Time was passing. Robin hastily gulped down the glass of milk he knew he needed for his daily labors, and, paying his check, dashed out. He caught the bus at the corner, crowding in with others on their way, and rode it for fifteen minutes out to the edge of town where the big plant stood.

He jumped off and headed for the main gates. He noticed a large crowd of men standing in front of them. Why were they standing, he thought, why didn't they go on in, punch their cards? He came up to them, saw them standing around talking uneasily, some milling around, holding their lunch pails idly in their hands. Robin pushed through to the main gate. He saw a knot of men staring at a sign tacked on the post. He got closer and read it.

It was a statement from the management. It seemed that the plant was closed for six weeks, due to a combination of circumstances. There was a shortage in the raw materials because of the heavy floods in the mining areas that spring, and so the management had decided to take advantage of that shortage to retool and recondition the works. Men in several departments would be called in during the next few days, the rest would be laid off temporarily. Another notice tacked below that stated that the company had arranged with the union for compensation during the period.

Robin stared at the notice numbly for a minute. He himself had not yet been admitted to the union, for he was only a learning apprentice. For him there would possibly be only a period of six barren, workless weeks. He wandered away from the gates, drifted around idly, listening to the groups of men talking.

Most of them seemed to be taking it calmly enough. Several of them were talking with growing enthusiasm of organizing a hunting-and-fishing trip upstate for the next week or so. One was talking of going home to visit the old folks back at the farm. Most of them seemed to be looking forward more or less to a period of loafing around at home with their families.
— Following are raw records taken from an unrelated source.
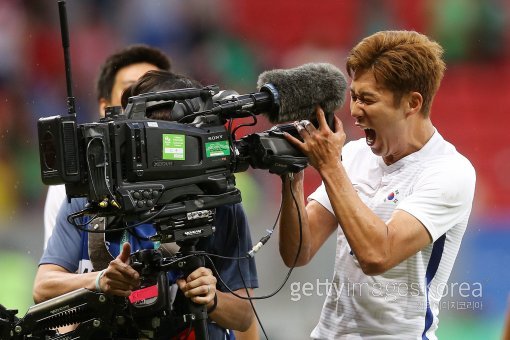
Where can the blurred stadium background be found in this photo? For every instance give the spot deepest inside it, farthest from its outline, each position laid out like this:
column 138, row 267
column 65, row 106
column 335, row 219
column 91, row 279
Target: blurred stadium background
column 230, row 42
Suddenly Robin felt more alone than usual. For him, there was no family. Even at its best an orphanage has a certain coldness, a certain impersonal precision that can never make up for the warmth of family life. He had friends there, but surely by this time they, too, had left, having gone into business or into the armed forces.

The cold halls of the Y offered no particular relaxation. Even utilizing the city library to burrow deep into his favorite imaginative studies of science seemed a barren prospect for six whole weeks.

He wandered away from the men, walked along the great factory wall, hands in his pockets, strolling slowly away from the city, along the road to the open country, beyond the end of the bus lines. He thought about himself. He took stock of himself.

Nearly twenty now, he was a good mechanic, a pretty good carpenter, handy. He'd always be able to get a job somewhere in which he could work with his hands. He'd never thought too much though about the future. He would be taken sooner or later by the armed forces. They hadn't needed him and he hadn't thought about volunteering first. He was always a little sensitive about his height, for he was short for his age. This had probably operated subconsciously to keep him from joining up.

I could sign up now, he thought. This might be the time. Besides, he went on in his reasoning, if I volunteered I could pick my own branch of the service. I could pick the Air Force and maybe get to see some rockets and jets in action. I couldn't rate a pilot's commission because I'm no college man, but I bet I could qualify as a mechanic, get to work on the rocket planes. Why, maybe I could even manage to get sent to White Sands, work on the Space Platform and the Artificial Satellites. Maybe someday I'll be one of the guys who help tool up the first rocket to the moon!

He found himself growing excited at the thought. But, he reminded himself, my chances are slim of getting what I want. There are so many good guys in the Air Force, my own chance of being sent to one particular place is small, really small.

Somehow, he knew if he couldn't be around the rockets, he wouldn't be happy under discipline. He'd had enough barracks life in the orphanage, more didn't appeal to him without some special compensation—something like White Sands.